Неожиданно увидев черную женщину не в балагане, но разговаривающую по-английски, с прекрасными манерами, с фигурой подобно статуе, с лицом красивым, без ужасных толстых губ, и с косами, - я просто испугался. Должно быть, моё лицо выражало смятение достаточно ярко, так как даже неизменно выдержанный И. засмеялся, и я поспешил спрятаться за его широкую спину.

Сейчас я даже не знаю, почему так перепугался тогда. Правда, глазами она вращала здорово, говорила горловым голосом очень быстро, но ничего отвратительного в ней не было. Она была по-своему нежна и женственна, быть может даже прекрасна.

Но мне она внушала ужас.

Я всё пятился, пропустив вперёд обоих турок, которые, очевидно, знали её раньше. Я дрожал от ужаса при мысли, что мне придётся коснуться этой агатовой руки.

О чём-то договорившись с И., чёрная женщина быстро прошла своей лёгкой и гибкой походкой в комнату. Я вытирал пот со лба и всё не мог успокоить своего колотившегося сердца. И. всмотрелся в меня внимательно, перестал смеяться и очень ласково сказал:

- Я должен был тебя предупредить, что у Флорентийца ты встретишь семью негров, спасённую им во время путешествия по Африке. А эта женщина была младенцем привезена в Россию вместе с двумя маленькими братьями и матерью. Она хорошо образованна, очень предана Флорентийцу и Ананде. Я не сообразил, что нервы твои слишком потрясены, и зря понадеялся на твои силы. Прости, возьми эту конфету, сердцебиение сейчас пройдёт.

Я долго ещё не мог успокоиться, сел на стул, и И. подал мне ещё какой-то воды. Я всеми силами стал думать о Флорентийце, чтобы только не упасть снова в обморок.

Но мне вскоре стало лучше. Я сделал над собой огромное усилие, улыбнулся и сказал, что движения женщины напомнили мне змею, а змей я боюсь до ужаса.

Молодой турок весело рассмеялся и согласился, что змеи очень противны, но в этой тонкой и высокой женщине он не видит ничего змеиного.

В эту минусу снова показалась она. И вправду, только от неожиданности можно было так перепугаться. Ничего противного в ней не было. Это была чёрная статуя стройностью и совершенством форм. Однако контраст чёрной кожи и безукоризненной белизны одежды в этой дивной светлой комнате, где моё воображение уже поселило золотоволосых ангелов, подействовал на меня удручающе.

Я мысленно всеми силами вцепился в руку Флорентийца; и ещё раз осознал, что не знаю жизни, неопытен и несдержан.

"Враг не дремлет и всегда будет стараться воспользоваться каждой минутой твоей растерянности", вспомнил я строки из письма Али.

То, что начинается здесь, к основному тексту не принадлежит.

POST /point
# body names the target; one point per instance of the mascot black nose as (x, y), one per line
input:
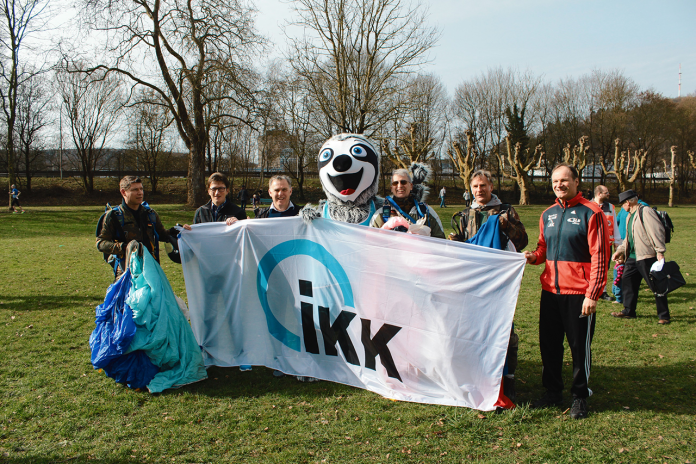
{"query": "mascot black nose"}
(342, 163)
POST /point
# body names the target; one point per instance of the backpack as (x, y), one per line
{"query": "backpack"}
(113, 260)
(666, 223)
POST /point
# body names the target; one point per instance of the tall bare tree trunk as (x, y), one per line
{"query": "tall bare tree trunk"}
(671, 172)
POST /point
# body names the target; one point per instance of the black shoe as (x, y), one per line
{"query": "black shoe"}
(622, 315)
(549, 400)
(509, 388)
(579, 409)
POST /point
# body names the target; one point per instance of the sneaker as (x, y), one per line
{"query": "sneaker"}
(622, 315)
(579, 409)
(549, 400)
(509, 388)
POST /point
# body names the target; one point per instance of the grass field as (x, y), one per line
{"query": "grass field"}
(55, 408)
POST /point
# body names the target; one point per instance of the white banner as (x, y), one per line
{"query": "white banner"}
(409, 317)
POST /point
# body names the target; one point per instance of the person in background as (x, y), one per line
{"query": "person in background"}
(15, 200)
(486, 206)
(644, 245)
(220, 208)
(574, 245)
(280, 191)
(243, 197)
(621, 218)
(403, 203)
(601, 197)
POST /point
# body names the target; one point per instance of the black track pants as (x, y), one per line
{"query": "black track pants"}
(559, 317)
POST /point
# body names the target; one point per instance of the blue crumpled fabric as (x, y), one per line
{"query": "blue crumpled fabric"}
(112, 337)
(489, 235)
(162, 331)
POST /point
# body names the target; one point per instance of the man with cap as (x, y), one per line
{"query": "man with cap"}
(644, 245)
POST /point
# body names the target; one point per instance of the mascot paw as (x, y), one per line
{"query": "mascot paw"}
(310, 213)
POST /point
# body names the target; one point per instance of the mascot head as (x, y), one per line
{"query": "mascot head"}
(349, 168)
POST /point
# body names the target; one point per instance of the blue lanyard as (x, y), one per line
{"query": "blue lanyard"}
(400, 211)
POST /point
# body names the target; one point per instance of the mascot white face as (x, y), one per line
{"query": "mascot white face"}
(348, 165)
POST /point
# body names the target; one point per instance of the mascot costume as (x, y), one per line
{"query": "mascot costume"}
(349, 174)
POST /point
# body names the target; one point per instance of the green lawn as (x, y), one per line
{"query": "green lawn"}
(55, 408)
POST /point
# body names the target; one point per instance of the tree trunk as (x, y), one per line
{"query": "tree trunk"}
(196, 176)
(523, 182)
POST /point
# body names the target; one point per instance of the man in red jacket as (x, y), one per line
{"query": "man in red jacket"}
(574, 244)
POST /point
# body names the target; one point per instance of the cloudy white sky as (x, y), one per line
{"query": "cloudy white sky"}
(646, 39)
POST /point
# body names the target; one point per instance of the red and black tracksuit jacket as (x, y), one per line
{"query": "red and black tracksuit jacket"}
(574, 243)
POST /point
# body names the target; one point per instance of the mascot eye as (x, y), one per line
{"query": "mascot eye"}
(325, 155)
(358, 151)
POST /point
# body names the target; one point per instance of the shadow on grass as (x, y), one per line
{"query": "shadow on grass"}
(661, 389)
(56, 460)
(46, 302)
(664, 389)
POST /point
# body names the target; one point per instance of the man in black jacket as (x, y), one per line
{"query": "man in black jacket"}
(132, 220)
(219, 208)
(280, 190)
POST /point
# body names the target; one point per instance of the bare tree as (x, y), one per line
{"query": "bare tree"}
(576, 156)
(521, 162)
(299, 113)
(21, 18)
(356, 54)
(671, 172)
(480, 104)
(92, 106)
(190, 44)
(622, 165)
(33, 103)
(418, 126)
(464, 160)
(148, 139)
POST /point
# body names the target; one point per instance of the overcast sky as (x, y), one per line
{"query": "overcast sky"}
(646, 39)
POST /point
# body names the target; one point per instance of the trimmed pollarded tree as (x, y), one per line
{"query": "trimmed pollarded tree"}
(671, 172)
(462, 159)
(521, 162)
(410, 149)
(577, 155)
(622, 165)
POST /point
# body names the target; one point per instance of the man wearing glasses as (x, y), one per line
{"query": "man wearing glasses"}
(219, 208)
(404, 203)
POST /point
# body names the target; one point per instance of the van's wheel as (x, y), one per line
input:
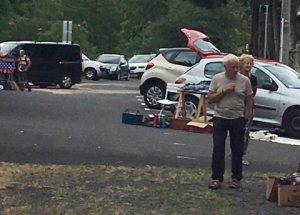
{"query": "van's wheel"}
(154, 92)
(119, 76)
(292, 123)
(65, 82)
(128, 76)
(43, 85)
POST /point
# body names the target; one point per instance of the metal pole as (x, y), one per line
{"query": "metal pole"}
(281, 40)
(266, 30)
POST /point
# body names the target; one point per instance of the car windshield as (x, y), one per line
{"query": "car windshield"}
(140, 59)
(193, 70)
(84, 57)
(206, 46)
(113, 59)
(6, 48)
(289, 77)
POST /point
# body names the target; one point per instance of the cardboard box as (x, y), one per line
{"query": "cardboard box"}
(272, 188)
(289, 195)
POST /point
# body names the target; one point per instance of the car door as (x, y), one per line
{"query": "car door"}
(266, 101)
(182, 61)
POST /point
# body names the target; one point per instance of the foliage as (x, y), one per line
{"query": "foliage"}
(129, 26)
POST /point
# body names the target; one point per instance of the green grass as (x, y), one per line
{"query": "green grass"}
(61, 189)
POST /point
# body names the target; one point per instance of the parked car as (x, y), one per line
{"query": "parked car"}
(90, 68)
(170, 63)
(51, 63)
(114, 67)
(138, 63)
(277, 101)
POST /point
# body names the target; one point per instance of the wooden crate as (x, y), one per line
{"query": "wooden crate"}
(179, 123)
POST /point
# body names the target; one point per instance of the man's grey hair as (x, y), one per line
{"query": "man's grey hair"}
(230, 57)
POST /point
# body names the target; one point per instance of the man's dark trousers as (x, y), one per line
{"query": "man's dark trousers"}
(221, 127)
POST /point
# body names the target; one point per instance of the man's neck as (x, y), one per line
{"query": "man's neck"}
(246, 73)
(229, 77)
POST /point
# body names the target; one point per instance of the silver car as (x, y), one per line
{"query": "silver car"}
(277, 101)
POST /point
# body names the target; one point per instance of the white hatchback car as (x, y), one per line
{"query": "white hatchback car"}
(170, 63)
(277, 101)
(138, 64)
(91, 68)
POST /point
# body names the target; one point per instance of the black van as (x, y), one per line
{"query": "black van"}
(51, 63)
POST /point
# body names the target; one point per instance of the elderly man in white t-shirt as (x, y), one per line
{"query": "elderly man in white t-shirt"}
(231, 93)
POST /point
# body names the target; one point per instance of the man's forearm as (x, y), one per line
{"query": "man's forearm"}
(248, 109)
(214, 97)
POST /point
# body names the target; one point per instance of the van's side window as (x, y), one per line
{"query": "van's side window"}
(66, 52)
(45, 51)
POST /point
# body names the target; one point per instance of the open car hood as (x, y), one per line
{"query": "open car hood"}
(200, 43)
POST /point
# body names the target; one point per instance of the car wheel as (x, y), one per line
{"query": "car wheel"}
(153, 93)
(66, 82)
(128, 76)
(91, 74)
(292, 123)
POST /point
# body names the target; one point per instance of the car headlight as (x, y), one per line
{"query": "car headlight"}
(114, 68)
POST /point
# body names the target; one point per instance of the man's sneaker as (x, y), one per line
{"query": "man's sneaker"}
(245, 162)
(215, 184)
(235, 184)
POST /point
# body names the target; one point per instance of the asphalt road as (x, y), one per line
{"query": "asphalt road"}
(83, 126)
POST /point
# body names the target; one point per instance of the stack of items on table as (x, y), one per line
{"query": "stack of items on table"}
(199, 123)
(201, 87)
(285, 190)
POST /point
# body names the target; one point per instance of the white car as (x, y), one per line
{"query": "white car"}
(277, 101)
(138, 64)
(170, 63)
(91, 68)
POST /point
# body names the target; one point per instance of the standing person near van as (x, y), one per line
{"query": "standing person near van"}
(232, 94)
(23, 65)
(246, 64)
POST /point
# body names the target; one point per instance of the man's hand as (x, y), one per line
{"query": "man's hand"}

Не успели все эти мысли мелькнуть в моей голове, как чёрная девушка уже подошла к И. и сказала, что хозяин просит И. пройти к нему в кабинет, а остальных прогуляться по саду, куда они сойдут через четверть часа.

И. прошёл в комнату хозяина, очевидно зная дорогу; нас девушка повела в сад, открыв зеркальную вращающуюся дверь, которую я принял за обыкновенное трюмо. Через эту дверь мы попали в библиотеку, с несколькими столами и глубокими креслами, а оттуда вышли через веранду в сад.

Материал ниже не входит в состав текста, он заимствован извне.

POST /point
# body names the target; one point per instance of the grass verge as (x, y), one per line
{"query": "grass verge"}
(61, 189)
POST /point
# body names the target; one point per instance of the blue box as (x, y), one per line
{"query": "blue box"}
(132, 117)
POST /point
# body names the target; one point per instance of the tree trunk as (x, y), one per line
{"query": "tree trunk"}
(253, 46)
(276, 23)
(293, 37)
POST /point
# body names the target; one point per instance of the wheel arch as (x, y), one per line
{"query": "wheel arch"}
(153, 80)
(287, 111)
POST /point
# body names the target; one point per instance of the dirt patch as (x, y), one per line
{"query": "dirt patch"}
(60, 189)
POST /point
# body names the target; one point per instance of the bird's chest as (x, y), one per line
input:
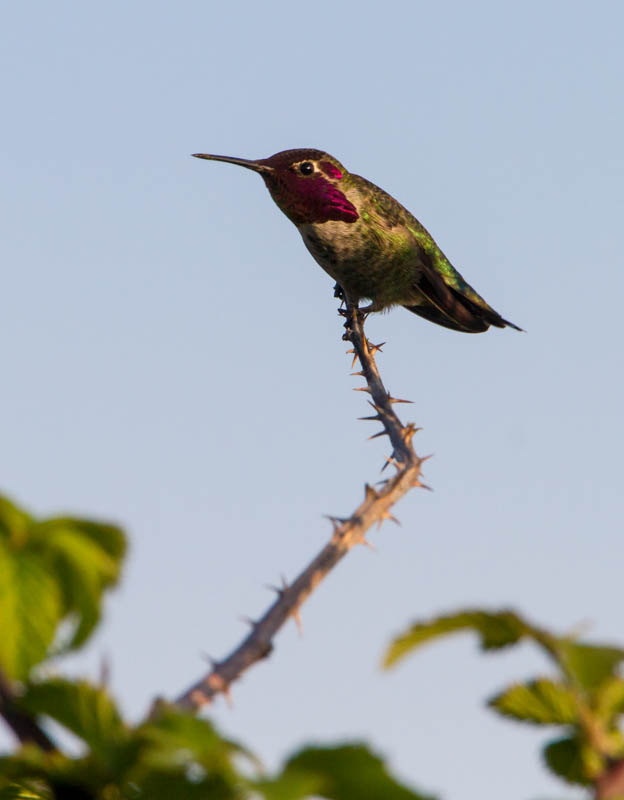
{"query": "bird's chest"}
(342, 249)
(356, 255)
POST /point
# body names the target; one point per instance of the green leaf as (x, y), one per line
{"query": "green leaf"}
(573, 760)
(51, 571)
(608, 700)
(542, 702)
(22, 792)
(175, 738)
(590, 665)
(87, 711)
(291, 785)
(346, 772)
(86, 560)
(30, 609)
(496, 630)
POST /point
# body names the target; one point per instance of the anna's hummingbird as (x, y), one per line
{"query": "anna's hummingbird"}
(369, 244)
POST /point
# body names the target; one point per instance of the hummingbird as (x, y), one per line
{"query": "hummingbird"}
(367, 241)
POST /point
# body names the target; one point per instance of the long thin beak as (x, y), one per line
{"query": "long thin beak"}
(256, 166)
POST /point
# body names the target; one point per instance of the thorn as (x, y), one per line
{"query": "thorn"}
(337, 522)
(370, 546)
(297, 617)
(386, 515)
(407, 432)
(392, 460)
(214, 664)
(370, 493)
(218, 685)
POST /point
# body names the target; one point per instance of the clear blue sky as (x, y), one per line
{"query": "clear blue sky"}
(172, 356)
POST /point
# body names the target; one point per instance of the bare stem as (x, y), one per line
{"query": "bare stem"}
(347, 532)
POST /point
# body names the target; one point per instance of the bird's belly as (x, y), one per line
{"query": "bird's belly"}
(362, 262)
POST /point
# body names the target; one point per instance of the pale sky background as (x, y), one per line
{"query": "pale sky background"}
(172, 357)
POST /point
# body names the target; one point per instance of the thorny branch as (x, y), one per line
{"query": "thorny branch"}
(346, 534)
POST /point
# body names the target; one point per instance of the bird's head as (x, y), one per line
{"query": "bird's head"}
(305, 184)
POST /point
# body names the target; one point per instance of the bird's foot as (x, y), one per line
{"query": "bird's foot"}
(351, 314)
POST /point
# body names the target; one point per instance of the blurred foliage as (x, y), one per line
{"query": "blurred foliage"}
(173, 754)
(585, 697)
(53, 574)
(52, 571)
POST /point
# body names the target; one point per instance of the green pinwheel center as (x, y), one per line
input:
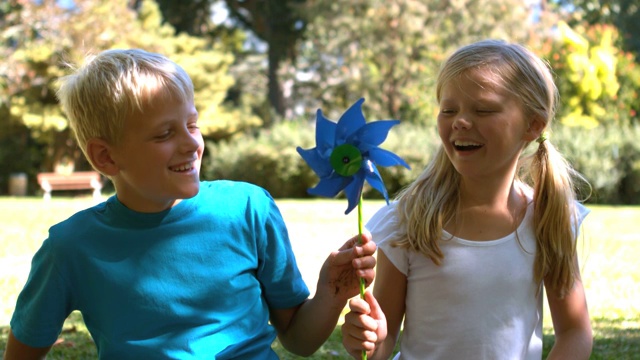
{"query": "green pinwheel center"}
(346, 159)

Какой чудесный цветник был разбит здесь! Так красиво сочетались в гамме красок незнакомые мне цветы! Щебетали птицы, деревья бросали на дорожки фантастические тени. Такой мир и спокойствие царили в этом уголке, что не верилось в близость моря, шум которого здесь не был слышен, в бури и весь тот ужас, через который мы только что прошли, чтобы попасть сюда, в это безмятежное поэтическое царство.

Не хотелось двигаться, не хотелось не только говорить, но даже слушать человеческую речь. Я остался у цветника, сел на скамейку под цветущим гранатовым деревом и стал думать о Флорентийце и его друге, у которого и дом и сад - всё наполнено миром и красотой. Не для себя одного, размышлял я, создал этот уголок хозяин. Сколько бурь сердечных должно утихнуть в душах людей, попадающих в эту тишину и гармонию! Словно каждый предмет здесь, каждый цветок напоён любовью. Казалось, я понял, чем должно быть земное жилище тех. кто любит человека, встречая в каждом подобие самого себя, стараясь дать каждому помощь и утешение.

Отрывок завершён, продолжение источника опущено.